Stollberg stürmt in die zweite Runde

Beim 5:0 im Derby des Erzgebirgspokals gegen Jahnsdorf ließen die Rot-Weißen keinen Zweifel an ihrer Favoritenstellung. Auch die anderen Teams aus der Region gaben sich keine Blöße.

Jahnsdorf.

Das Bruderduell war am Ende dann doch kein richtiges. Im Erzgebirgspokal-Erstrunden-Derby zwischen Stollberg und Jahnsdorf standen gestern zwar sowohl Kevin (für den TSV) als auch Nico Kinas (für den FCS) auf dem Platz - doch da der eine im rechten Mittelfeld, der andere rechter Stürmer spielte, kamen sie sich 90 Minuten lang nicht in die Quere.

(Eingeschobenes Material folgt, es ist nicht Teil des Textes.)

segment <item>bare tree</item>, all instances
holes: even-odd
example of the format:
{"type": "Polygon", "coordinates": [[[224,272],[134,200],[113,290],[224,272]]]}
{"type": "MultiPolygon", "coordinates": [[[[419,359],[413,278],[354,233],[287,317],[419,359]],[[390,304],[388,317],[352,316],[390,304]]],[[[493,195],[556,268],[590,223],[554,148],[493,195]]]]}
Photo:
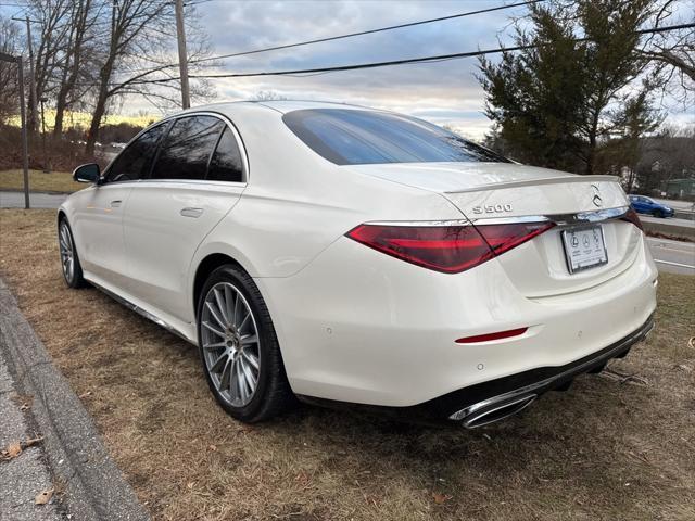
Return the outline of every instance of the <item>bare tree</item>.
{"type": "MultiPolygon", "coordinates": [[[[20,27],[0,15],[0,52],[16,55],[20,48],[20,27]]],[[[18,110],[17,71],[14,63],[0,62],[0,125],[18,110]]]]}
{"type": "MultiPolygon", "coordinates": [[[[695,7],[695,2],[692,0],[690,0],[690,4],[691,8],[695,7]]],[[[692,23],[692,9],[690,15],[686,14],[683,17],[678,14],[678,7],[679,2],[675,0],[656,1],[652,20],[654,26],[692,23]]],[[[683,106],[695,103],[694,27],[653,35],[645,40],[639,54],[641,58],[649,60],[654,76],[658,78],[666,94],[674,98],[683,106]]]]}
{"type": "MultiPolygon", "coordinates": [[[[193,17],[193,13],[189,13],[193,17]]],[[[170,78],[173,60],[170,45],[174,26],[174,4],[168,0],[119,0],[111,7],[106,45],[102,51],[98,88],[92,112],[86,152],[92,154],[99,126],[109,103],[126,94],[139,94],[156,104],[156,100],[172,103],[175,85],[152,80],[154,73],[170,78]],[[164,37],[164,38],[163,38],[164,37]]],[[[208,53],[202,39],[192,46],[189,60],[208,53]]],[[[205,84],[192,94],[210,94],[205,84]],[[202,90],[201,90],[202,89],[202,90]]]]}
{"type": "Polygon", "coordinates": [[[70,33],[67,46],[62,60],[60,85],[55,98],[55,126],[53,137],[60,138],[63,132],[63,118],[65,110],[74,99],[80,99],[91,88],[93,77],[89,67],[89,54],[93,53],[94,26],[101,14],[101,5],[94,5],[92,0],[76,0],[72,2],[70,11],[70,33]],[[85,81],[87,87],[77,84],[78,79],[85,81]],[[78,96],[75,96],[78,94],[78,96]]]}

Jubeln durfte letztlich aber nur einer - und der spielte in Rot. Von Beginn an präsentierte sich das einstige Landesklasse-Team, das am kommenden Sonntag daheim gegen Burkhardtsdorf in das Abenteuer Erzgebirgsliga startet, als spielerisch überlegen und schoss vor 85 Zuschauern schon zur Halbzeit durch Sven Schönherr (19./32.) und Maximilian Friedrich (45.) eine 3:0-Führung heraus. Toby Ammon (73.) und Tim Iser (76.) sorgten dann für das Endergebnis. "Das war schon eine Lehrstunde. Man hat gemerkt, dass die Stollberger wissen, was sie tun", sagte Lormis, der aber auch Chancen für seine Mannschaft gesehen hatte. "Aber da waren wir zu aufgeregt vor dem Tor." Sein Kollege Bernd Eichenmüller auf der Gegenseite zog ein ähnliches Fazit. "Ich war im Vorfeld von drei Toren Differenz ausgegangen. Am Ende waren es sogar fünf, und dafür habe ich die Mannschaft auch gelobt. Dennoch sei das Spiel seiner Elf nicht perfekt gewesen, was vor allem am knochentrockenen Rasen gelegen habe.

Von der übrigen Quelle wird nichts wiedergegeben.